- Walter Pfieffer
Walter Pfieffer is a swiss photographer who specializes in portraits, snapshots, and still lifes. His goal of photography is to find beauty, whether through the human form or in ordinary objects, or through a unique combination of the two. While not always erotic or even sexual, Pfieffer exploits the human form with vibrant colors and contrasts. Even when he works in black and white, his photos pop with energy. Pfieffer doesn’t usually work with professional models, and instead prefers to work with friends and lovers. While usually working with men, Pfieffer exploits both the male and female body both clothed and nude. He also features extreme close ups on certain parts of the body and uses surreal and abstract angles to exploit beauty on the human form. Pfieffer, being gay himself, has always been fascinated by beauty. His work is at times, hypersexual or erotic, but never sexy or even pleasing to observe or look at. Even his still-life photographs have a sexual quality to them, without being obviously sensual. Sometimes he gets messy or even playful, using colorful props, lighting and costumes to emphasize body parts and facial features. His still-life photographs are often carry this playful quality by often featuring the same colorful, quirky, yet sexual atmosphere.

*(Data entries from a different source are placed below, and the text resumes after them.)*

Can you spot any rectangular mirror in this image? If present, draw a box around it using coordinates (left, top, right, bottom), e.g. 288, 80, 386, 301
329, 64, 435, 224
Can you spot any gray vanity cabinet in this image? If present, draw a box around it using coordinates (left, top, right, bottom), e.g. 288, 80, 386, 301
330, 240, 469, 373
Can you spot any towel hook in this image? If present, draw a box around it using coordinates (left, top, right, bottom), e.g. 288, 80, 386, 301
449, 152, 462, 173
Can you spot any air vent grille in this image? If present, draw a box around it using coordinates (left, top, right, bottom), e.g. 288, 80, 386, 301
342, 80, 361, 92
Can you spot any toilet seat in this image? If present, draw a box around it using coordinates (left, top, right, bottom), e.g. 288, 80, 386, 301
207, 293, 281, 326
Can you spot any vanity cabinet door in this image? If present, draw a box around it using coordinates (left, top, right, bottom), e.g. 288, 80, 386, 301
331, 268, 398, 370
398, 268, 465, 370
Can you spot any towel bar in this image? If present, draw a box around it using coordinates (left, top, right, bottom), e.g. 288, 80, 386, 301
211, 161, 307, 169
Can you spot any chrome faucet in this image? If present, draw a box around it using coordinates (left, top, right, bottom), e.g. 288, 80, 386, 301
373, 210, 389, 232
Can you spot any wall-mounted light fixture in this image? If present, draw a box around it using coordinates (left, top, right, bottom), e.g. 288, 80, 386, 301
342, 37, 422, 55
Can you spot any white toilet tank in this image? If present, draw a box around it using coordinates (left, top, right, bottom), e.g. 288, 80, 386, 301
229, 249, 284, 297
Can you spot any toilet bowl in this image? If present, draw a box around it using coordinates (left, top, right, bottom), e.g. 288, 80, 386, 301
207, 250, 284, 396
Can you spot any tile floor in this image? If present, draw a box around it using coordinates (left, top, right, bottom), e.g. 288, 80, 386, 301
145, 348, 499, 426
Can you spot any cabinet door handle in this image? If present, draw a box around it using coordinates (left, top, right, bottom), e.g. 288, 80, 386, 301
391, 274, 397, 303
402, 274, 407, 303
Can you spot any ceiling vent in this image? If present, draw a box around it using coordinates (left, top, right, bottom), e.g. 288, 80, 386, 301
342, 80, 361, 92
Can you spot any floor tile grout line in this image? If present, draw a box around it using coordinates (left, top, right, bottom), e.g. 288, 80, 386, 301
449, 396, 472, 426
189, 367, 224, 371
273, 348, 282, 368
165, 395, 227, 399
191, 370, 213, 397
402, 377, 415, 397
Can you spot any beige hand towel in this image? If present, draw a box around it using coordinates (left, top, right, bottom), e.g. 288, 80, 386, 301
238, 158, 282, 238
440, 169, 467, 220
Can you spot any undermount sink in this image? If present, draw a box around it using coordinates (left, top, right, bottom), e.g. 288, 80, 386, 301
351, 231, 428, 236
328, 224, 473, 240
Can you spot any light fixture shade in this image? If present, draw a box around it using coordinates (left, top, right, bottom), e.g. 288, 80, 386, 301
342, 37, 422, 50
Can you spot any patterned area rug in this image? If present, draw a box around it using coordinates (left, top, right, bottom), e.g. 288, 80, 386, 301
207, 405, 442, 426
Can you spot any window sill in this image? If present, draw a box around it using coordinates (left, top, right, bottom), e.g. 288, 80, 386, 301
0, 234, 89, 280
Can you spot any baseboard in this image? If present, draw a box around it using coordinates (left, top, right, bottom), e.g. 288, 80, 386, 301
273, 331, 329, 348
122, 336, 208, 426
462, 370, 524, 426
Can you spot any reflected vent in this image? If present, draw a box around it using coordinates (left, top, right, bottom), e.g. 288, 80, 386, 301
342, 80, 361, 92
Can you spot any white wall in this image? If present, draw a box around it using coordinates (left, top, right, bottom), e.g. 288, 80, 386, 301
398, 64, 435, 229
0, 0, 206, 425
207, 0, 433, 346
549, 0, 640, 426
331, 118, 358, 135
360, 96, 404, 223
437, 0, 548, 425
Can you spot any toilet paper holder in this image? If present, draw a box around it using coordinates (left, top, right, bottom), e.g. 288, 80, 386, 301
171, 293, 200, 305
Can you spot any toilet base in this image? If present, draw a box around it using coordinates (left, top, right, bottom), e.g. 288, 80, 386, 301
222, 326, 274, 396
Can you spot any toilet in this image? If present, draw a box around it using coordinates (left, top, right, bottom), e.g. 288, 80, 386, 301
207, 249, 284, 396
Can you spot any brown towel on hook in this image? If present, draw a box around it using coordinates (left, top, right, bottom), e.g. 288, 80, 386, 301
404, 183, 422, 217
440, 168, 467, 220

2. Joel-Peter WitkinJoel-Peter Witkin is an American photographer who in one word is macabre. Always working in black and white, his work is reminiscent of the surrealists of the early 20th century, with a deformed twist; almost always, the bodies are deformed in some way, whether this features bodies sewn in stitches, dwarves, transexuals and intersex, and amputees. Witkins always uses high contrast and busy backgrounds that evoke terrifying imagery. Witkins also always photographs in film and in black and white. This is what gives his photographs a “retro” look, and what makes his work very similar to the surrealists of the early 20th century. According to Witkin, his horrifying imagery is inspired from beauty and without beauty, there’s no terror, and no art. He transfigures horror through beauty and uses this stark contrast to explore and expose dark and macabre themes such as death, beastiality, sex, gender, and religion. Joel-Peter Witkin shrinks, destroys, and obscures the human form to explore these themes. It’s never pleasing to look at or even observe from any distance. By completely transforming the human form and turning it upside down and inside out, Witkins creates a grotesque new world of vulnerable terror, exploiting familiar human figures like discarded broken toys.
3. David Bailey
David Bailey is a British photographer who specializes in portraits and fashion photography. His photos are very glamorous and exploit the beautiful and fashionable side of the human form. Unlike Joel-Peter Witkins, David Bailey uses beautiful models to exploit strict human beauty in it’s least pure form, with heavy makeup, costumes, and even face paint. His exclusively takes pictures of people, ranging from famous people, models, to native tribespeople. Bailey uses low saturation, yet high vibrance, and low contrast, and works exclusively in the studio, reflecting his intentions of making his models look as unnaturally human as possible. Making his models look as desirable and sensual as possible, while still being colorful and elaborate, David Bailey uses erotica as a tool to exploit the human. However, unlike Walter Pfieffer, David Bailey is sensual and less realistic. Bailey explores what sex should feel like, not what it really is. While not all of his work is strictly sexual by any means, his work remains inhuman by erasing human imperfection with makeup and facepaint. Sometimes this involves getting creative and even plain goofy with facepaint and makeup. Bailey will use makeup to distort the human face and form to exploit glamor, camouflage, and even celebrity.